“Em…” Lisa mengetuk-ngetuk pipinya bingung memilih menu yang mana, “Karena aku baru pertama kali masuk ke sini, jadi kamu yang pilihkan ya!” ujarnya melempar menu untuk dipesankan olehku. Dari wajahnya, memang dia seperti baru mengenal tempat ini sama sekali. “Yasudah, kamu akan coba minuman favoritku.” Beritahuku memesankan menu yang sama untuknya. Aku memesan kopi Machiatto kesukaanku, kuharap Lisa juga suka.

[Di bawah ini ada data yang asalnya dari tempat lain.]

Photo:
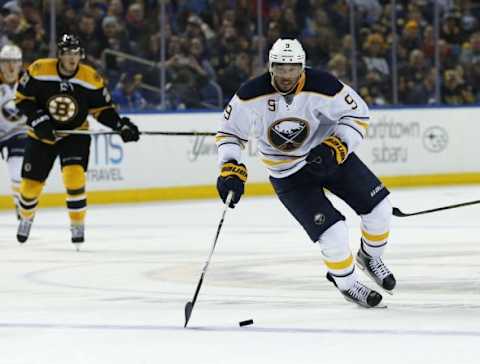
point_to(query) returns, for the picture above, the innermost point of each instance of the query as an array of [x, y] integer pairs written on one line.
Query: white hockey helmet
[[10, 52], [286, 51]]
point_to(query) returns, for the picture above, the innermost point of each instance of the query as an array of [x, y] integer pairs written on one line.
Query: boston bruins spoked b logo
[[63, 107], [288, 134]]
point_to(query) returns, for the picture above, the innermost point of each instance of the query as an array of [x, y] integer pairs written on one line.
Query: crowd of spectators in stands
[[212, 46]]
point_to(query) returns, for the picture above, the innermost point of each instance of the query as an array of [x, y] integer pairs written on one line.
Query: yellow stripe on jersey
[[43, 67], [46, 69], [343, 264], [96, 111], [20, 97], [375, 237], [273, 163]]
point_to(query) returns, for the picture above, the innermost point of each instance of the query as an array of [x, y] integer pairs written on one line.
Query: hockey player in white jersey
[[12, 122], [308, 125]]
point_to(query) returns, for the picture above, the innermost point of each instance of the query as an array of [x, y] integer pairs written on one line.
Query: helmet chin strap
[[283, 93]]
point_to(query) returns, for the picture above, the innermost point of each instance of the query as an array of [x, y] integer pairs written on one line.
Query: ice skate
[[360, 294], [23, 230], [78, 235], [376, 270]]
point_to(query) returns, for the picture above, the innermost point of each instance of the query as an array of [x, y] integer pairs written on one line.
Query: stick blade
[[396, 212], [188, 312]]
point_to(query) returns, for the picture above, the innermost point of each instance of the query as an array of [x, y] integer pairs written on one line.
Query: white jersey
[[11, 121], [288, 127]]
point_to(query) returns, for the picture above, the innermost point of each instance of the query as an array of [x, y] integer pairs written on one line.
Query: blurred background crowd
[[183, 54]]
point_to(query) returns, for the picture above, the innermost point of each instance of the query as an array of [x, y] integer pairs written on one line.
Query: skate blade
[[362, 268], [380, 305]]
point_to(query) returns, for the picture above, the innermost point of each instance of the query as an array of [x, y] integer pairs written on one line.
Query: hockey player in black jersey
[[58, 94], [308, 125]]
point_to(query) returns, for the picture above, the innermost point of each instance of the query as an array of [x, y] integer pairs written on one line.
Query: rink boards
[[406, 147]]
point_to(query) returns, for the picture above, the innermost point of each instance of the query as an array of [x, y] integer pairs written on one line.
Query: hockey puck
[[246, 322]]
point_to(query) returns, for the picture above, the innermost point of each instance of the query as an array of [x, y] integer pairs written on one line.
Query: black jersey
[[68, 100]]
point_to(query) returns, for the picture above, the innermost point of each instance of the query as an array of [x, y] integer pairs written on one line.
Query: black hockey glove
[[232, 178], [327, 156], [43, 126], [128, 131]]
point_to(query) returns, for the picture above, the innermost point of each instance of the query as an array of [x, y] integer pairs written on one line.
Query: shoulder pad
[[43, 67], [89, 77], [321, 82], [256, 87]]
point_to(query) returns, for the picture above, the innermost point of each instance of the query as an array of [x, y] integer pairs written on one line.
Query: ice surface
[[121, 298]]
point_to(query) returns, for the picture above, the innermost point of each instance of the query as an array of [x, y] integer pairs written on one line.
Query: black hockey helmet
[[69, 42]]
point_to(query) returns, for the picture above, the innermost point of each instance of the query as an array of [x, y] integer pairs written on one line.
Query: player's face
[[286, 75], [10, 70], [69, 61]]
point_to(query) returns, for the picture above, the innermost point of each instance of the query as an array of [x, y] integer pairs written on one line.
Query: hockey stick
[[189, 305], [396, 211], [112, 132]]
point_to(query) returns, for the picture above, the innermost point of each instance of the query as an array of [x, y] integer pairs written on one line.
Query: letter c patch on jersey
[[288, 134]]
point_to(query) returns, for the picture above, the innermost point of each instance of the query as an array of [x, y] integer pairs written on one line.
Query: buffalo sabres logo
[[288, 134], [62, 107], [10, 112]]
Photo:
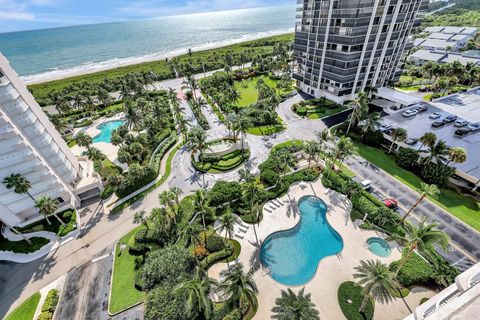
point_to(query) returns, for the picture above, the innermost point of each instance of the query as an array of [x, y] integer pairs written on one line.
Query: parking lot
[[419, 124]]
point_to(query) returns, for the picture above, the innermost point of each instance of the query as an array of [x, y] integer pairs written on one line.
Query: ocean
[[51, 53]]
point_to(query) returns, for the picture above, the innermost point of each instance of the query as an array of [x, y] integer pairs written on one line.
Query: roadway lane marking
[[414, 215], [101, 258]]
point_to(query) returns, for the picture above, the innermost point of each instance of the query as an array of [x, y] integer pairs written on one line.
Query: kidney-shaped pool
[[292, 256]]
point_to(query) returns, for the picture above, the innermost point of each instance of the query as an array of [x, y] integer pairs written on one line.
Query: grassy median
[[462, 207]]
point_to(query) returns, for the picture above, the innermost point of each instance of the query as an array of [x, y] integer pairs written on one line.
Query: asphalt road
[[463, 236]]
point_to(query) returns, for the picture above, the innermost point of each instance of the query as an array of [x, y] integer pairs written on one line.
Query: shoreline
[[85, 69]]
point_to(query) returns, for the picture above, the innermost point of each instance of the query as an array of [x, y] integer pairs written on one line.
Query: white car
[[366, 184], [410, 113], [435, 115], [460, 123]]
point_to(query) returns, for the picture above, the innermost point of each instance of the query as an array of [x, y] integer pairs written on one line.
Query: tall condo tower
[[31, 146], [342, 46]]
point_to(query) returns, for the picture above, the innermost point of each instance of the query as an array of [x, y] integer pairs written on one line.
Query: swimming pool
[[379, 247], [106, 129], [292, 256]]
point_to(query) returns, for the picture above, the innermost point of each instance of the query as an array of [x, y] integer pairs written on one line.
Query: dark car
[[422, 108], [462, 132], [411, 141], [449, 119]]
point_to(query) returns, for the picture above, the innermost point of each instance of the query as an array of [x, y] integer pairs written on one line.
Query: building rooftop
[[427, 55], [438, 44], [464, 105], [440, 35]]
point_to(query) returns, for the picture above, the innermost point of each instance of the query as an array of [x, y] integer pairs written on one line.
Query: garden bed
[[350, 291], [317, 108]]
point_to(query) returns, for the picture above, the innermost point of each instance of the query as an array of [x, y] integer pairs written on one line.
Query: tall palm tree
[[47, 206], [398, 134], [19, 184], [197, 290], [423, 238], [428, 139], [429, 190], [377, 282], [141, 217], [200, 204], [457, 155], [83, 140], [236, 283], [291, 306], [359, 109]]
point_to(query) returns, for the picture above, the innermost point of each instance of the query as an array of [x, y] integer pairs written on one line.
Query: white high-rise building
[[31, 146]]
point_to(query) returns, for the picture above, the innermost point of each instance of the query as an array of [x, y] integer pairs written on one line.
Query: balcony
[[8, 93]]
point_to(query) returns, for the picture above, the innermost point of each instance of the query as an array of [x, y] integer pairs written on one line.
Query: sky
[[16, 15]]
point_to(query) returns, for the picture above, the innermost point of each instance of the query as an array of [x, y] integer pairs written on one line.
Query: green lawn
[[123, 291], [248, 92], [26, 310], [462, 207]]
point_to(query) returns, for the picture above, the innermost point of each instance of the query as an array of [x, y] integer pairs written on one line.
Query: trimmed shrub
[[350, 291], [215, 243], [407, 158]]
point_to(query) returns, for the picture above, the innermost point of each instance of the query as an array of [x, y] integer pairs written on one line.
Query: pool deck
[[107, 149], [332, 270]]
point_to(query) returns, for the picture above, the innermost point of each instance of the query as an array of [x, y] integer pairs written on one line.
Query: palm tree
[[197, 290], [456, 155], [47, 206], [192, 233], [236, 283], [140, 217], [93, 154], [200, 204], [429, 190], [428, 139], [18, 183], [376, 280], [423, 238], [398, 134], [83, 140], [291, 306], [359, 109]]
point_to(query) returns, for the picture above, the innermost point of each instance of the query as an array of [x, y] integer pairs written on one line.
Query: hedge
[[350, 291]]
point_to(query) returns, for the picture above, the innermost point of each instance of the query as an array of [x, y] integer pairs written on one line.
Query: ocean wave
[[91, 67]]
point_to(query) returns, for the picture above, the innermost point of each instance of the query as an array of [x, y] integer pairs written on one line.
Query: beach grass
[[212, 60], [26, 310]]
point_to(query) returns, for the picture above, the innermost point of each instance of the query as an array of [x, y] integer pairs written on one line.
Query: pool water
[[292, 256], [106, 129], [379, 247]]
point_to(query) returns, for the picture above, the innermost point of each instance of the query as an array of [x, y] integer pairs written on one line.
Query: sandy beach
[[89, 68]]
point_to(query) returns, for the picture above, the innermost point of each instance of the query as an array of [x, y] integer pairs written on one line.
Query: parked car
[[438, 124], [462, 132], [366, 184], [423, 89], [422, 108], [474, 127], [460, 123], [410, 113], [450, 119], [411, 141], [435, 115], [390, 203]]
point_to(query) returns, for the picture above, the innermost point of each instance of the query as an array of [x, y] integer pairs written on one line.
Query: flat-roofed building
[[343, 46], [31, 146]]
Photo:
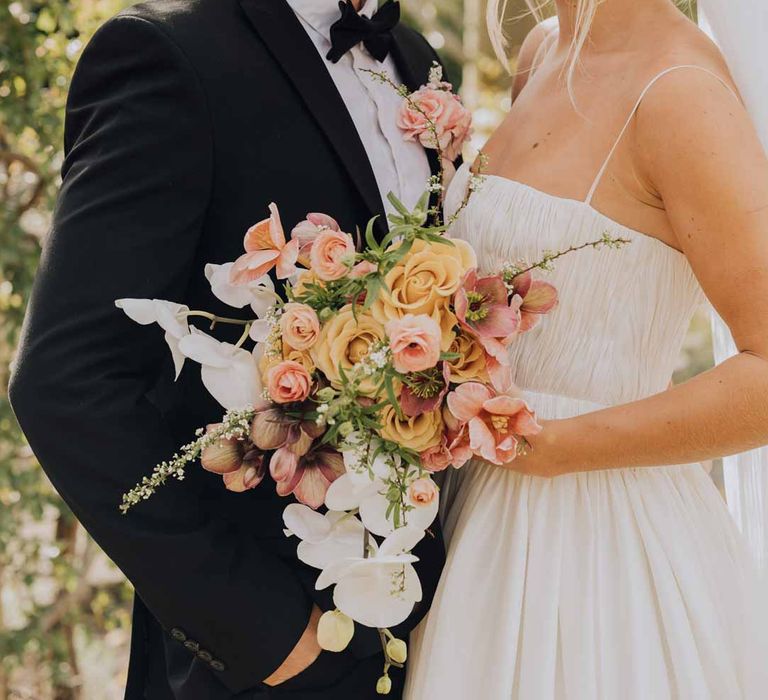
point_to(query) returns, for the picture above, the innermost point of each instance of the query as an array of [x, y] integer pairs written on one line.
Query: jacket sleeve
[[136, 182]]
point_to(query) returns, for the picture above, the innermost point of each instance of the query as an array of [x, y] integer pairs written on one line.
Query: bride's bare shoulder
[[685, 44], [532, 52]]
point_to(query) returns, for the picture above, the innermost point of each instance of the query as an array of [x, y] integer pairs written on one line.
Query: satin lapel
[[413, 77], [282, 33]]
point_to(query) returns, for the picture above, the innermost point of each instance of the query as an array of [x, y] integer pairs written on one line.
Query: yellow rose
[[418, 433], [301, 356], [424, 281], [344, 341], [471, 363], [306, 277]]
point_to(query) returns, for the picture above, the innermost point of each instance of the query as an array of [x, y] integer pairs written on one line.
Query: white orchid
[[171, 317], [379, 590], [365, 487], [230, 374], [326, 539], [260, 293]]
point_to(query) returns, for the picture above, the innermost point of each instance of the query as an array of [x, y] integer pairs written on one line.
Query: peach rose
[[330, 254], [444, 109], [418, 433], [422, 492], [471, 363], [288, 382], [344, 341], [424, 282], [415, 343], [299, 326], [437, 458]]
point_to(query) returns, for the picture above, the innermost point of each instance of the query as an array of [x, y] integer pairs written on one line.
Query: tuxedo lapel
[[413, 76], [282, 33]]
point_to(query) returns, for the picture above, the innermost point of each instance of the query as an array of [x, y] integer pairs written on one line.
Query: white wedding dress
[[624, 584]]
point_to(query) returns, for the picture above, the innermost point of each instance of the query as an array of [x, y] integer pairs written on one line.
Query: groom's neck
[[616, 24]]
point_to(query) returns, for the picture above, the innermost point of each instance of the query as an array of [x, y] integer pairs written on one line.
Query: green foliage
[[39, 45]]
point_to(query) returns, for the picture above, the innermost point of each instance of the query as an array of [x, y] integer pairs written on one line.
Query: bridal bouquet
[[381, 364]]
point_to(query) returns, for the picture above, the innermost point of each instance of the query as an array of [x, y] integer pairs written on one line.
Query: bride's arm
[[701, 153]]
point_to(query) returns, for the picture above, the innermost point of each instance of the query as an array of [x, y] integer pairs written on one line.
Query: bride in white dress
[[583, 570]]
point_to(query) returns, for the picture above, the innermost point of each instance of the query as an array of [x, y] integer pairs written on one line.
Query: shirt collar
[[321, 14]]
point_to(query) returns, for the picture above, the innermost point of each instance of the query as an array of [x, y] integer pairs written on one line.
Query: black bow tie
[[375, 33]]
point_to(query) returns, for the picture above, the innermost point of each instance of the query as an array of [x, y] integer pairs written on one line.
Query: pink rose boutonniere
[[435, 116]]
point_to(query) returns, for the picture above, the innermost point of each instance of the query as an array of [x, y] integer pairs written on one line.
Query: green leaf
[[370, 238]]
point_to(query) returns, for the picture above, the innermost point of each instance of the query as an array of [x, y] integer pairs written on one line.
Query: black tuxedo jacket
[[185, 119]]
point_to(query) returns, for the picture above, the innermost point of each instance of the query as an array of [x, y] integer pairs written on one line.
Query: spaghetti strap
[[640, 99]]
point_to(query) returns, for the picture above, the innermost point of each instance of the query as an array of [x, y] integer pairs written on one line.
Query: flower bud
[[397, 650], [325, 395], [384, 685], [222, 457], [335, 630]]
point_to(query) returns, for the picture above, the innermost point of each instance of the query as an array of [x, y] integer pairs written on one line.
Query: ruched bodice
[[623, 314], [623, 582]]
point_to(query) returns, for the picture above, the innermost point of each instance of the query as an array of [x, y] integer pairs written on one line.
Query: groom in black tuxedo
[[185, 119]]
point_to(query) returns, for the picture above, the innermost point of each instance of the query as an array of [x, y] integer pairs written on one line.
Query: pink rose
[[330, 254], [494, 421], [422, 492], [288, 382], [306, 231], [444, 109], [299, 326], [415, 342], [437, 458]]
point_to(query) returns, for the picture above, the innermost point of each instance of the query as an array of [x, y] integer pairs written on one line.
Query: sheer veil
[[740, 28]]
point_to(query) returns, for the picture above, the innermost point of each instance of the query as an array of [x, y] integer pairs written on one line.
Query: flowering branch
[[235, 424]]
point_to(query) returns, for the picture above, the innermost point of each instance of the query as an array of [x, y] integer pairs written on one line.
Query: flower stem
[[244, 336]]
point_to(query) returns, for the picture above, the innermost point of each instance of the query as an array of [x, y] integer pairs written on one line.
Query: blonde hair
[[585, 11], [584, 15]]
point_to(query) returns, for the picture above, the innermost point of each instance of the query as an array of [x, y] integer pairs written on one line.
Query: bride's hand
[[545, 455]]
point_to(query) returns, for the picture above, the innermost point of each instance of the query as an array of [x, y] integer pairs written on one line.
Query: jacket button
[[178, 635]]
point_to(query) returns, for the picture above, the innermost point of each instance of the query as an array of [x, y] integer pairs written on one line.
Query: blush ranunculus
[[494, 421], [422, 492], [288, 382], [305, 232], [415, 342], [331, 253], [300, 326]]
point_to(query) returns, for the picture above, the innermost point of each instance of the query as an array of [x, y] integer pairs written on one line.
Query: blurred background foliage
[[64, 609]]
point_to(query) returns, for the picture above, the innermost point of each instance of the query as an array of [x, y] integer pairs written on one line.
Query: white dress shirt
[[399, 166]]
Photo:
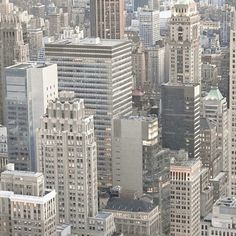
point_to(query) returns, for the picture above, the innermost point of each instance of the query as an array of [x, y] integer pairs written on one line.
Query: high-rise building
[[184, 43], [214, 108], [5, 7], [222, 218], [134, 145], [185, 196], [149, 26], [28, 88], [107, 19], [232, 104], [208, 148], [12, 49], [67, 155], [180, 105], [3, 148], [100, 72], [29, 209], [35, 43]]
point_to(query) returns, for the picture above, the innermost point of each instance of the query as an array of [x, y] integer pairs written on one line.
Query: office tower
[[232, 104], [67, 155], [209, 77], [206, 193], [139, 66], [27, 207], [208, 149], [127, 218], [12, 48], [185, 196], [214, 108], [22, 182], [54, 24], [5, 7], [35, 43], [156, 65], [184, 43], [154, 4], [3, 148], [149, 26], [28, 88], [221, 220], [38, 10], [100, 72], [180, 104], [107, 19], [134, 144]]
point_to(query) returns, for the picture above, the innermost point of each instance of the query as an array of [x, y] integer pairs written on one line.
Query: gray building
[[180, 106], [28, 88], [100, 72]]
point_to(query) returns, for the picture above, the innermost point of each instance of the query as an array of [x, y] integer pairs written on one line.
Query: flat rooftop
[[89, 41], [23, 66], [18, 173]]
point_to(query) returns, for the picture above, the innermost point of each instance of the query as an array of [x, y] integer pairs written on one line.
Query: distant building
[[104, 82], [28, 88], [29, 209], [221, 221], [214, 108], [149, 26], [107, 19], [66, 138], [185, 196], [180, 106], [135, 217], [12, 49], [208, 148], [184, 43], [3, 148], [134, 145], [232, 105]]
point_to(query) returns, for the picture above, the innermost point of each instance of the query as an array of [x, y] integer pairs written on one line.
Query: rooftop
[[90, 41], [24, 66], [214, 94], [126, 204]]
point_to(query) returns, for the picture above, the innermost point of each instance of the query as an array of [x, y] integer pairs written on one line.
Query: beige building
[[26, 207], [135, 217], [184, 43], [67, 155], [107, 19], [222, 219], [12, 48], [185, 196], [232, 105], [5, 7]]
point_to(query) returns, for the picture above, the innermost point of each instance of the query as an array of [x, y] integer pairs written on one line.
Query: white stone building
[[67, 155], [28, 88], [185, 196], [184, 43]]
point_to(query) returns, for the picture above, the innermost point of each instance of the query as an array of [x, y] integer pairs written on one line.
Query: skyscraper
[[134, 145], [184, 43], [100, 72], [29, 209], [181, 117], [12, 48], [67, 155], [28, 88], [107, 19], [232, 104], [214, 108], [149, 26], [185, 196]]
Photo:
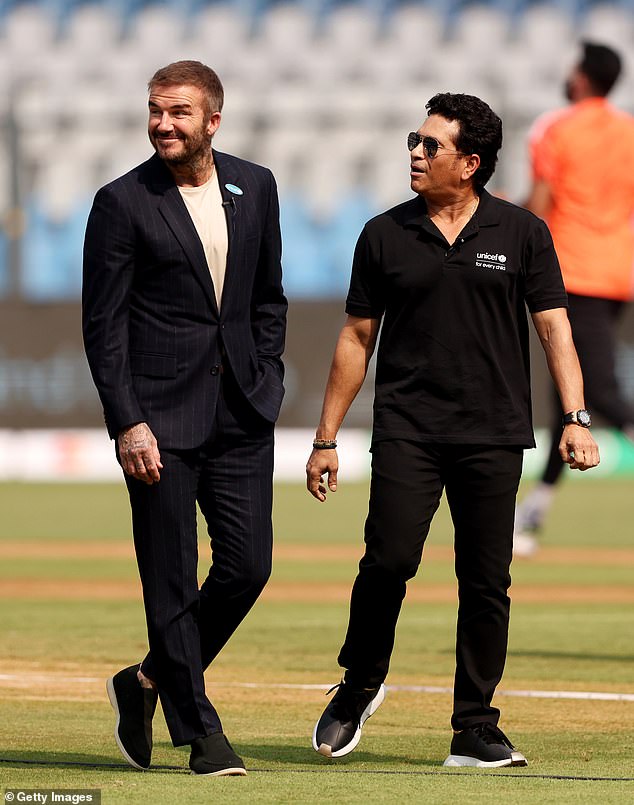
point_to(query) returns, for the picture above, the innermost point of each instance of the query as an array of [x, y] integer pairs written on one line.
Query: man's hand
[[578, 449], [139, 454], [320, 462]]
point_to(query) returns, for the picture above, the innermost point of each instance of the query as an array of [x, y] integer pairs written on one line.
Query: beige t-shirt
[[204, 204]]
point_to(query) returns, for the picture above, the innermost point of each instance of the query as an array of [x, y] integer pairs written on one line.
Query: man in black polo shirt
[[449, 274]]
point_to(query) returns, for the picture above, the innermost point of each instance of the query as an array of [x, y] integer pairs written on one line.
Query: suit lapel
[[230, 174], [173, 209]]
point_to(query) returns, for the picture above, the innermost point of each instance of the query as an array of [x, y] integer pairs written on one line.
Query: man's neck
[[454, 209]]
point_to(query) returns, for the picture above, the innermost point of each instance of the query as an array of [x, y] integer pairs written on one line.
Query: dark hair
[[480, 129], [601, 65], [195, 74]]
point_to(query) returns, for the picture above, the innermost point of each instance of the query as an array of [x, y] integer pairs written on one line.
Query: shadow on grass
[[570, 655], [285, 755], [19, 757]]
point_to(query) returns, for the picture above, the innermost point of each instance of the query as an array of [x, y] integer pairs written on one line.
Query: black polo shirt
[[453, 357]]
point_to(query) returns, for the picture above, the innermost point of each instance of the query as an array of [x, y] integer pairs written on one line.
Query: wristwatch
[[580, 417]]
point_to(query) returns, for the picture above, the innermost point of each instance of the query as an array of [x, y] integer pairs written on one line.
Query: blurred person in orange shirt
[[583, 187]]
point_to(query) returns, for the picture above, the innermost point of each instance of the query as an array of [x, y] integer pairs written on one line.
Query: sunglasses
[[430, 144]]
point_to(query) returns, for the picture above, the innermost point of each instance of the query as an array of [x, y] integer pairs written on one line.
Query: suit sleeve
[[269, 305], [108, 271]]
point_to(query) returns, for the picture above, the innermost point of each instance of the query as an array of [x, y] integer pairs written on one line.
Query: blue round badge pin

Barista bersetelan cokelat datang ke meja kami membawa gelas kopi pesanan. “Selamat menikmati.” Ucap Barista itu setelah menaruh pesanan di meja seraya tersenyum hangat. Kami pun membalas senyuman hangat juga. Di belakang sana ada sebuah graffiti menghiasi tembok sebagai ikon dari kedai kopi ini. “Ini kopi Machiatto, dan dibelakang sana, itu ikon dari tempat ini.” Ujarku melihat perempuan itu terus memandangi tembok yang dipenuhi ilustrasi seni yang indah dengan berbinar-binar. “Sudah berapa lama kamu ke tempat ini?” Tanya Lisa antusias seraya sesekali menyeruput kopi.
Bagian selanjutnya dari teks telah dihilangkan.